More HIV patients with multidrug resistance

[Jim Allen]

Intressting read.

People resistant to older medication also have problems with newer drug, study finds

http://www.webmd.com/hiv-aids/news/20161201/doctors-seeing-more-hiv-patients-with-multidrug-resistance

By Robert Preidt

HealthDay Reporter

THURSDAY, Dec. 1, 2016 (HealthDay News) -- A significant number of people with HIV have strains of the AIDS-causing virus that are resistant to both older and newer drugs, researchers report.

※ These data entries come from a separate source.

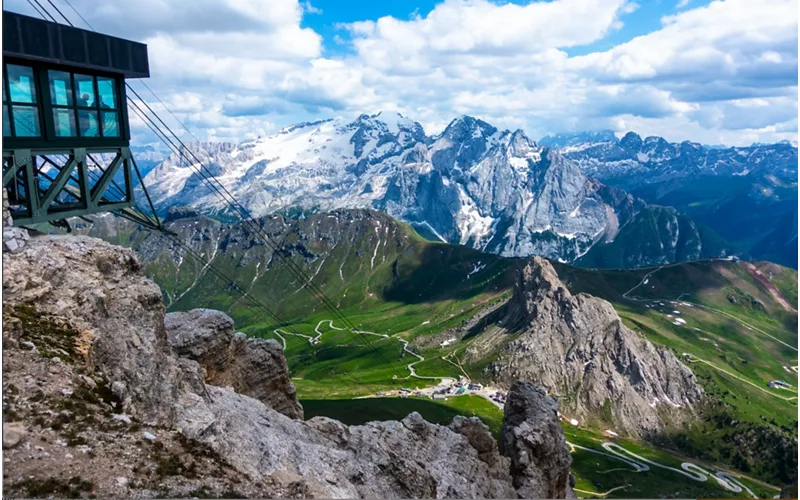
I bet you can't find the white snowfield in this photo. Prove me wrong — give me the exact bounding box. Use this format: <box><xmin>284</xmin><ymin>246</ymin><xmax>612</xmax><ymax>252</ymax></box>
<box><xmin>142</xmin><ymin>112</ymin><xmax>641</xmax><ymax>262</ymax></box>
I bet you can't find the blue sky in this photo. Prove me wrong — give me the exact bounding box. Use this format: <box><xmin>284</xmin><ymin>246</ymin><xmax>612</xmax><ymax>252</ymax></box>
<box><xmin>304</xmin><ymin>0</ymin><xmax>712</xmax><ymax>57</ymax></box>
<box><xmin>6</xmin><ymin>0</ymin><xmax>797</xmax><ymax>146</ymax></box>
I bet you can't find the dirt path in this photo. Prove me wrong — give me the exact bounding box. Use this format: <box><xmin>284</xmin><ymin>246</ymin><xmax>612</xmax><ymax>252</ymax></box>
<box><xmin>743</xmin><ymin>262</ymin><xmax>797</xmax><ymax>313</ymax></box>
<box><xmin>682</xmin><ymin>353</ymin><xmax>797</xmax><ymax>402</ymax></box>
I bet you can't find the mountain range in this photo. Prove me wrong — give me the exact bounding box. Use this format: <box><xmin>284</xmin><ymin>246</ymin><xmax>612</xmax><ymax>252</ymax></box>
<box><xmin>547</xmin><ymin>130</ymin><xmax>798</xmax><ymax>267</ymax></box>
<box><xmin>141</xmin><ymin>112</ymin><xmax>741</xmax><ymax>269</ymax></box>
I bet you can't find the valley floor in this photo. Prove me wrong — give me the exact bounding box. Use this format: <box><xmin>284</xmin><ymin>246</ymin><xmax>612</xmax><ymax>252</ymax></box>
<box><xmin>271</xmin><ymin>258</ymin><xmax>796</xmax><ymax>499</ymax></box>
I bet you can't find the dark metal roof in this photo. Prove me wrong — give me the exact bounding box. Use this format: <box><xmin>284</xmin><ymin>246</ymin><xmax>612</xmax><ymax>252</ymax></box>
<box><xmin>3</xmin><ymin>11</ymin><xmax>149</xmax><ymax>78</ymax></box>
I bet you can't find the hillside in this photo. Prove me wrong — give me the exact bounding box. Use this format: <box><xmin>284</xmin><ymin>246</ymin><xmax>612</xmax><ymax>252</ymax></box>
<box><xmin>81</xmin><ymin>208</ymin><xmax>797</xmax><ymax>493</ymax></box>
<box><xmin>551</xmin><ymin>131</ymin><xmax>798</xmax><ymax>268</ymax></box>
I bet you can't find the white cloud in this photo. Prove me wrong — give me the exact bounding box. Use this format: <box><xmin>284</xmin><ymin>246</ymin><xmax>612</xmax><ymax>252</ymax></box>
<box><xmin>677</xmin><ymin>0</ymin><xmax>691</xmax><ymax>9</ymax></box>
<box><xmin>4</xmin><ymin>0</ymin><xmax>797</xmax><ymax>146</ymax></box>
<box><xmin>302</xmin><ymin>1</ymin><xmax>322</xmax><ymax>15</ymax></box>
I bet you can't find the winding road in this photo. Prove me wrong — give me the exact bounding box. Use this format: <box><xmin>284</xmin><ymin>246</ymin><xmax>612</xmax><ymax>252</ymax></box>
<box><xmin>273</xmin><ymin>319</ymin><xmax>454</xmax><ymax>383</ymax></box>
<box><xmin>567</xmin><ymin>441</ymin><xmax>756</xmax><ymax>497</ymax></box>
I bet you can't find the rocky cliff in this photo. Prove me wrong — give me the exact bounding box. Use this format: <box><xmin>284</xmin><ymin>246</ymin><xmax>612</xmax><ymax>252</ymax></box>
<box><xmin>2</xmin><ymin>230</ymin><xmax>574</xmax><ymax>498</ymax></box>
<box><xmin>164</xmin><ymin>308</ymin><xmax>303</xmax><ymax>419</ymax></box>
<box><xmin>468</xmin><ymin>257</ymin><xmax>704</xmax><ymax>435</ymax></box>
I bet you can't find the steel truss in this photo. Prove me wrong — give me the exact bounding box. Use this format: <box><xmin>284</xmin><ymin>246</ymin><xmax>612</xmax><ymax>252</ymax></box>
<box><xmin>2</xmin><ymin>147</ymin><xmax>162</xmax><ymax>231</ymax></box>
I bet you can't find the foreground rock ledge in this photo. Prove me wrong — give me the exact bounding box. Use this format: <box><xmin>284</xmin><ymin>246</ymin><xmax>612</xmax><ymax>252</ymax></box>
<box><xmin>3</xmin><ymin>233</ymin><xmax>574</xmax><ymax>498</ymax></box>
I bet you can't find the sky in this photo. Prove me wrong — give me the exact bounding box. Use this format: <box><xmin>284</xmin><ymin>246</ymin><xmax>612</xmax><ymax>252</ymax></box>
<box><xmin>7</xmin><ymin>0</ymin><xmax>798</xmax><ymax>146</ymax></box>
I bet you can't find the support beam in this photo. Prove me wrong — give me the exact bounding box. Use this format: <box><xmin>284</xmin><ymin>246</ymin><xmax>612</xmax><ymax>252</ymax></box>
<box><xmin>1</xmin><ymin>146</ymin><xmax>150</xmax><ymax>227</ymax></box>
<box><xmin>38</xmin><ymin>156</ymin><xmax>76</xmax><ymax>212</ymax></box>
<box><xmin>89</xmin><ymin>153</ymin><xmax>123</xmax><ymax>206</ymax></box>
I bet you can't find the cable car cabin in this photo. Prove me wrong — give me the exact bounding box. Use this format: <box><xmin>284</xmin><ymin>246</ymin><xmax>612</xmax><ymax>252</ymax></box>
<box><xmin>2</xmin><ymin>10</ymin><xmax>153</xmax><ymax>227</ymax></box>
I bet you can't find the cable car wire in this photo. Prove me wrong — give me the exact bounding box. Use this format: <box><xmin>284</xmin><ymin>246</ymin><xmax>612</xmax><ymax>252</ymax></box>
<box><xmin>31</xmin><ymin>0</ymin><xmax>402</xmax><ymax>382</ymax></box>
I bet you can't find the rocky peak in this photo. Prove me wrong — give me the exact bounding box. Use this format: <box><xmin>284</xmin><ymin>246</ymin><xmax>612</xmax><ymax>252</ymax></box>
<box><xmin>165</xmin><ymin>308</ymin><xmax>303</xmax><ymax>419</ymax></box>
<box><xmin>642</xmin><ymin>135</ymin><xmax>672</xmax><ymax>157</ymax></box>
<box><xmin>506</xmin><ymin>129</ymin><xmax>538</xmax><ymax>158</ymax></box>
<box><xmin>539</xmin><ymin>130</ymin><xmax>618</xmax><ymax>149</ymax></box>
<box><xmin>506</xmin><ymin>256</ymin><xmax>570</xmax><ymax>323</ymax></box>
<box><xmin>619</xmin><ymin>131</ymin><xmax>643</xmax><ymax>151</ymax></box>
<box><xmin>439</xmin><ymin>115</ymin><xmax>498</xmax><ymax>143</ymax></box>
<box><xmin>483</xmin><ymin>257</ymin><xmax>704</xmax><ymax>435</ymax></box>
<box><xmin>346</xmin><ymin>112</ymin><xmax>426</xmax><ymax>165</ymax></box>
<box><xmin>500</xmin><ymin>382</ymin><xmax>573</xmax><ymax>499</ymax></box>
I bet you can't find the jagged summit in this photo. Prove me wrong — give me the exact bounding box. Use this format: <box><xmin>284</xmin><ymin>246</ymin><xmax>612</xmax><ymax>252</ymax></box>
<box><xmin>474</xmin><ymin>257</ymin><xmax>704</xmax><ymax>435</ymax></box>
<box><xmin>142</xmin><ymin>113</ymin><xmax>734</xmax><ymax>268</ymax></box>
<box><xmin>439</xmin><ymin>115</ymin><xmax>499</xmax><ymax>139</ymax></box>
<box><xmin>539</xmin><ymin>130</ymin><xmax>618</xmax><ymax>149</ymax></box>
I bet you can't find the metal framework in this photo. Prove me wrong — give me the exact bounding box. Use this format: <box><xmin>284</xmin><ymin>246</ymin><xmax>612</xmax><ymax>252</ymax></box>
<box><xmin>2</xmin><ymin>146</ymin><xmax>162</xmax><ymax>230</ymax></box>
<box><xmin>2</xmin><ymin>11</ymin><xmax>162</xmax><ymax>232</ymax></box>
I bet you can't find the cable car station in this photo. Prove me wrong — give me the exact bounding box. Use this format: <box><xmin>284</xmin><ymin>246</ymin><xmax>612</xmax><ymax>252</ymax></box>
<box><xmin>2</xmin><ymin>10</ymin><xmax>160</xmax><ymax>229</ymax></box>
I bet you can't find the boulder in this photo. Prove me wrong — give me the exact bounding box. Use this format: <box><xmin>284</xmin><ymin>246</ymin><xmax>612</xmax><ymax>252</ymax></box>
<box><xmin>2</xmin><ymin>422</ymin><xmax>27</xmax><ymax>449</ymax></box>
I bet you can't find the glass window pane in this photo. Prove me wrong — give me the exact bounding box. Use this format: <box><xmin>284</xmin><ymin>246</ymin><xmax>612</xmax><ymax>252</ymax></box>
<box><xmin>7</xmin><ymin>65</ymin><xmax>37</xmax><ymax>104</ymax></box>
<box><xmin>78</xmin><ymin>109</ymin><xmax>99</xmax><ymax>136</ymax></box>
<box><xmin>53</xmin><ymin>108</ymin><xmax>77</xmax><ymax>137</ymax></box>
<box><xmin>101</xmin><ymin>111</ymin><xmax>119</xmax><ymax>137</ymax></box>
<box><xmin>74</xmin><ymin>74</ymin><xmax>96</xmax><ymax>107</ymax></box>
<box><xmin>12</xmin><ymin>105</ymin><xmax>40</xmax><ymax>136</ymax></box>
<box><xmin>48</xmin><ymin>70</ymin><xmax>73</xmax><ymax>106</ymax></box>
<box><xmin>97</xmin><ymin>78</ymin><xmax>117</xmax><ymax>109</ymax></box>
<box><xmin>3</xmin><ymin>105</ymin><xmax>11</xmax><ymax>136</ymax></box>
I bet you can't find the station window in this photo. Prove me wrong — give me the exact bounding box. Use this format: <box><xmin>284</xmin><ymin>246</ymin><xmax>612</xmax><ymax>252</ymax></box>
<box><xmin>47</xmin><ymin>70</ymin><xmax>120</xmax><ymax>138</ymax></box>
<box><xmin>4</xmin><ymin>64</ymin><xmax>41</xmax><ymax>137</ymax></box>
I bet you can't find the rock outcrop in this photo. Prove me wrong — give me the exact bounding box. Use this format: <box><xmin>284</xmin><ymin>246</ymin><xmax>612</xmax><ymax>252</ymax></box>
<box><xmin>2</xmin><ymin>190</ymin><xmax>29</xmax><ymax>253</ymax></box>
<box><xmin>3</xmin><ymin>232</ymin><xmax>574</xmax><ymax>498</ymax></box>
<box><xmin>478</xmin><ymin>257</ymin><xmax>703</xmax><ymax>435</ymax></box>
<box><xmin>500</xmin><ymin>382</ymin><xmax>573</xmax><ymax>499</ymax></box>
<box><xmin>165</xmin><ymin>308</ymin><xmax>303</xmax><ymax>419</ymax></box>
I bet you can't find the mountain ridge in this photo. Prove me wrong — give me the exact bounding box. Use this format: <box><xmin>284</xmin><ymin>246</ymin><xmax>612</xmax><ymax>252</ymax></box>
<box><xmin>141</xmin><ymin>112</ymin><xmax>735</xmax><ymax>269</ymax></box>
<box><xmin>543</xmin><ymin>129</ymin><xmax>798</xmax><ymax>267</ymax></box>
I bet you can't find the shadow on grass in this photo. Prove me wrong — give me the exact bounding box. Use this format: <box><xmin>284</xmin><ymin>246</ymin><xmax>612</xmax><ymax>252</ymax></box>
<box><xmin>381</xmin><ymin>243</ymin><xmax>518</xmax><ymax>305</ymax></box>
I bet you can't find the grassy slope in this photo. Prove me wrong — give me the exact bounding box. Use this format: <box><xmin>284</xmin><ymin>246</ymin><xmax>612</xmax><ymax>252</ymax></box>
<box><xmin>84</xmin><ymin>213</ymin><xmax>797</xmax><ymax>495</ymax></box>
<box><xmin>553</xmin><ymin>258</ymin><xmax>798</xmax><ymax>486</ymax></box>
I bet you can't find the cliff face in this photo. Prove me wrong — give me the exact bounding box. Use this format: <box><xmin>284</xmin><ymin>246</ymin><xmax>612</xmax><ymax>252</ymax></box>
<box><xmin>164</xmin><ymin>308</ymin><xmax>303</xmax><ymax>419</ymax></box>
<box><xmin>474</xmin><ymin>257</ymin><xmax>704</xmax><ymax>435</ymax></box>
<box><xmin>2</xmin><ymin>231</ymin><xmax>574</xmax><ymax>499</ymax></box>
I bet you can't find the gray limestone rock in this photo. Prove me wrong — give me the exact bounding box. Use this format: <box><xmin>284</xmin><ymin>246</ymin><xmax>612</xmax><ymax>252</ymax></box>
<box><xmin>3</xmin><ymin>422</ymin><xmax>27</xmax><ymax>449</ymax></box>
<box><xmin>165</xmin><ymin>308</ymin><xmax>303</xmax><ymax>419</ymax></box>
<box><xmin>500</xmin><ymin>382</ymin><xmax>572</xmax><ymax>499</ymax></box>
<box><xmin>3</xmin><ymin>233</ymin><xmax>575</xmax><ymax>499</ymax></box>
<box><xmin>482</xmin><ymin>257</ymin><xmax>703</xmax><ymax>435</ymax></box>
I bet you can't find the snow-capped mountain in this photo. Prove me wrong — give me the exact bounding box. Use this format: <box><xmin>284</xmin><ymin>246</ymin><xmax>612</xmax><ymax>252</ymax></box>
<box><xmin>142</xmin><ymin>112</ymin><xmax>731</xmax><ymax>266</ymax></box>
<box><xmin>545</xmin><ymin>131</ymin><xmax>798</xmax><ymax>267</ymax></box>
<box><xmin>539</xmin><ymin>130</ymin><xmax>618</xmax><ymax>149</ymax></box>
<box><xmin>554</xmin><ymin>131</ymin><xmax>798</xmax><ymax>184</ymax></box>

The researchers looked at 712 HIV patients worldwide whose infection was not controlled by antiretroviral drugs. They found that 16 percent of patients whose infection was resistant to modern drugs had HIV mutations linked with resistance to older drugs called thymidine analogues.

Among patients whose HIV had this mutation, 80 percent were also resistant to tenofovir, the main drug in most modern HIV treatment and prevention programs, the researchers reported.

The findings were published in the Nov. 30 issue of The Lancet Infectious Diseases journal.

"We were very surprised to see that so many people were resistant to both drugs, as we didn't think this was possible," study lead author Ravi Gupta, of University College London, said in a school news release.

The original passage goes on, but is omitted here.